The amount that families of those applying will be expected to pay is determined by the family’s income, as each year families fill out the FAFSA, listing their adjusted gross income, obligations, and assets. A formula determines the amount that a family can afford to pay toward a college tuition, with the cost being as low as $0 in some cases.
However, starting with next year’s incoming class, these families will be paying toward their freshman’s education without applying for or taking out student loans, which many in the state rely upon.
Louisiana Promise No Loan Assistance Scholarship is the name of Tulane University’s comprehensive plan to make higher education institutions more accessible to all Louisiana students. In addition to the financial aid commitment, the initiative also establishes a new college prep center in New Orleans as well as access to Pre-College Summer Programs. Said programs provide 50 full scholarships to select students who have been nominated by a counselor, teacher, or community-based organization to attend the two-week residential program.
Applicants to the Louisiana Promise program need only be Louisiana residents who have graduated from a Louisiana high school and whose families make less than $100,000 a year. Those applying will have to first be admitted as a first-time, full-time freshman for a Fall Semester, beginning in Fall 2021, and they’ll need to qualify for Tulane need-based Scholarships by April 15th.
In addition to the scholarship aspects of the program, Tulane University is also expanding its reach in the New Orleans metro area by establishing a new college prep center aimed at engaging first-generation students as well as those who have been underrepresented, never considering attending Tulane or other selective universities as a viable option for them.
This center will run a free program directed at teaching students about the college application process, navigating the financial aid process, and preparing students to take standardized tests, such as the ACT and SAT. The center will also educate interested parents about the university application process while connecting them to other families who are new to the process and well-versed in what is required.

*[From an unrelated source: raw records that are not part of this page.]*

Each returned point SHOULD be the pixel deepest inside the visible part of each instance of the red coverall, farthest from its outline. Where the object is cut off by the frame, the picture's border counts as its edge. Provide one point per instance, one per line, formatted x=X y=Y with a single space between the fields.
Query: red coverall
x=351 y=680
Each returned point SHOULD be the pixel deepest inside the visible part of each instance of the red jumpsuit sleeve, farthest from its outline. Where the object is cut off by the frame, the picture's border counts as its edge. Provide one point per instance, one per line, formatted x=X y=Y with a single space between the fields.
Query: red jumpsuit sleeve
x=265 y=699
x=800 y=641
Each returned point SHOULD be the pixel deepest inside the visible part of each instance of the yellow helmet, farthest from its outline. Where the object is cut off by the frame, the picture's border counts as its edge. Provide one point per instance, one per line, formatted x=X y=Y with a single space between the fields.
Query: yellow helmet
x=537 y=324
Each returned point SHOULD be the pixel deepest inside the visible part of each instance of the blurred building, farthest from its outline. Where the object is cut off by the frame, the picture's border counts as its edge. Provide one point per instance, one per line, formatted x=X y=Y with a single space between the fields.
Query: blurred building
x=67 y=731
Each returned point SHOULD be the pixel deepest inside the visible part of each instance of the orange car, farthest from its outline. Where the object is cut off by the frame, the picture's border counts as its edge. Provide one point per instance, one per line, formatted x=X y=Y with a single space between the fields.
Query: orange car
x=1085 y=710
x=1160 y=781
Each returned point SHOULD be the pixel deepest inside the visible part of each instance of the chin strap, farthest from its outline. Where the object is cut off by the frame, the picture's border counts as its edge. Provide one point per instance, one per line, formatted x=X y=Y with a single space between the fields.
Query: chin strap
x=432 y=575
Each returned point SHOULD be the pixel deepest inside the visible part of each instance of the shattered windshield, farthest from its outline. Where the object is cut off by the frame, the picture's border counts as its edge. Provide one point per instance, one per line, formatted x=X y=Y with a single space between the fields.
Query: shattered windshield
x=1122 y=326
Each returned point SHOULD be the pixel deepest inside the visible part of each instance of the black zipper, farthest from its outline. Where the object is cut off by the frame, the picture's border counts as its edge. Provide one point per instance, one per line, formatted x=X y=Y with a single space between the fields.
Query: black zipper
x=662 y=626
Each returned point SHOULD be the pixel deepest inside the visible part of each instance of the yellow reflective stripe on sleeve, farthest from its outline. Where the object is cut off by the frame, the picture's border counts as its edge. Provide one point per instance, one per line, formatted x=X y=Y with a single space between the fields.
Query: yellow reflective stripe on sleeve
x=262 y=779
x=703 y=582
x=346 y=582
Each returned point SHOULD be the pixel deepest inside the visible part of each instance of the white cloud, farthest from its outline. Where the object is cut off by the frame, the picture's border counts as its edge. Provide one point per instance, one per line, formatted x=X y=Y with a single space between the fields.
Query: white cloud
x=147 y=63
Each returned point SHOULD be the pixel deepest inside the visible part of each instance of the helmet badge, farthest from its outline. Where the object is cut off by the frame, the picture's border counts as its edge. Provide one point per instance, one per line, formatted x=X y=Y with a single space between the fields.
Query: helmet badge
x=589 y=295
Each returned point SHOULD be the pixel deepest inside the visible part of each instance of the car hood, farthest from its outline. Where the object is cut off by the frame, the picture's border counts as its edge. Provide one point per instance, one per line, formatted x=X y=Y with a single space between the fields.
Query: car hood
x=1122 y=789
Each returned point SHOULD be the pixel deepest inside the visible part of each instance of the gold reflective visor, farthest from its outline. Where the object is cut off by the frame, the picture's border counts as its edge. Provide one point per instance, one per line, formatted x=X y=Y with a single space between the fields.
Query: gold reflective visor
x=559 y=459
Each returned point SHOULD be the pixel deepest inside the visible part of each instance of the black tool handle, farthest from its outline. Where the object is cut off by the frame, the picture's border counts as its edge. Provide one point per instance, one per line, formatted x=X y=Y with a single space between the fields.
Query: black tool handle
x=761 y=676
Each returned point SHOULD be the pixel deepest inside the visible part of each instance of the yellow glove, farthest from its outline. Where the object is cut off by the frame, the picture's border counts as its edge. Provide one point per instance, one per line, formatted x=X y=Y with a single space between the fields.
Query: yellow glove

Highlighting the program’s mission, Tulane President Michael Fitts said, “Louisiana Promise is a commitment to our state and community to make higher education more accessible, if a Louisiana student’s dream is to come to Tulane, we don’t want financial concerns to be a barrier for them to become a part of the Tulane family. These programs will help keep the state’s best and brightest students in Louisiana.”
As only 11 percent of all Tulane undergraduate students come from Louisiana, the program is also an effort to raise that number by expanding the school’s reach to new demographics.
New Orleans Mayor Latoya Cantrell celebrated this effort made by Tulane to bridge the gap between the University and low income Louisiana students by saying, “I want to applaud Tulane University for its launch of the Louisiana Promise program, which will create pathways for Louisiana high school students to attend Tulane. This builds upon their investment that I have the honor of committing to through the Mayoral Scholarship program.”